Смерть Манна в Венеции фактически содержит фрагмент философии по второму вопросу, когда Ашенбах рухнул на площади, участвует в своих квазисосократических, антисосократических размышлениях.
Здесь на самом деле есть две отдельные проблемы. Первое заключается в том, может ли (как древние философы и Ницше) только привилегированная элита жить достойной жизнью. Во -вторых, можно ли выполнить роли как серьезного художника, так и выдающегося гражданина. Мне кажется, что философия может анализировать оба вопроса, четко определяя анатомию хорошей жизни и структурные условия ролей.
В тот момент, когда рассказчик, достигающий своих ботинок, становится ярко и неизменно осведомленным о окончательности смерти его бабушки, является еще одним таким моментом. Было бы интересно исследовать великий роман Пруста с точки зрения того, как образуются и модифицированы стабильные синтетические комплексы.
И Пруст, и Джойс записывают способы, которыми человеческие перспективы могут быть преобразованы. На портрете Стивен Дедалус постоянно подвергается прохождению, но их последствия являются временными: новый синтетический комплекс быстро разваливается. Персонажи Пруста, напротив, часто достигают длительных изменений перспективы.
Так что это моя попытка дать предварительное - вероятно, слишком грубое - рассказ о том, как философия, показывающая, может действительно научить нас.
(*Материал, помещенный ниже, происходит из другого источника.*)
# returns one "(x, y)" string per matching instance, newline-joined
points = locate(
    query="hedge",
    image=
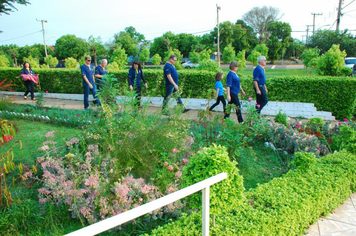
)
(284, 206)
(334, 94)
Попытки, которые мы предпринимаем для решения проблем, рассуждая, всегда предполагают отправные точки, и даже самые самокритичные философы принимают некоторые из этих отправных точек, просто выбирая их из социальной среды, в которой они растут.
Иногда, однако, новый синтетический комплекс оказывается стабильным и даже служит началом гораздо большего кластера отношений, которые вытесняют некоторые из них, которые мы ранее считали фиксированными частями себя.
Амальгама психологических взглядов, которые мы формируем, является синтетическим комплексом. Это может развалиться довольно быстро, так как дальнейшее размышление или дальнейший опыт нести его, и мы можем вернуться к нашим прежним суждениям, чувствам и тенденциям.
Одна из вещей, которые я хочу сделать в книге, - это изучить, как философия можно сделать в литературе. Я начинаю делать это в первой главе, представляя идею «Философии, показывая». Что показывает литература/философия, так это то, как смотреть на некоторые важные аспекты жизни по -новому, тем самым изменяя кадр, в которой идет последующий философский аргумент.
Чем больше вы читаете новеллу, тем больше вы должны задаться вопросом, я думаю, какие суждения должны восприниматься как коренная порода.
На мой взгляд, смерть в Венеции представляет собой огромный прогресс в литературном развитии Манна, а не просто по общедоступной причине, что он создал великолепный элегантный и элегантный стиль, по -видимому, хорошо подходит для вида прозы, который должен писать Ашенбах.
Наконец, это один из способов примирить восторг в красоте с буржуазной жизнью. Ашенбах, на одном чтении, провел практически всю свою взрослой жизни, уравновешивая свою сдержанную гомосексуальность, которая связана с его чувствительностью к красоте и, следовательно, своим художественным призванием, против требований обычного общества.
Опера Бриттена имеет тенденцию видеть вещи в более простых терминах. Он изображает Ашенбах, который хочет более богатой формы сексуального исполнения, и который подкреплен социальными соглашениями, на которые он подписывает. Но использование Висконти Малера Адагиетто идеально подходит для того, что я считаю сексуальным желанием Ашенбаха.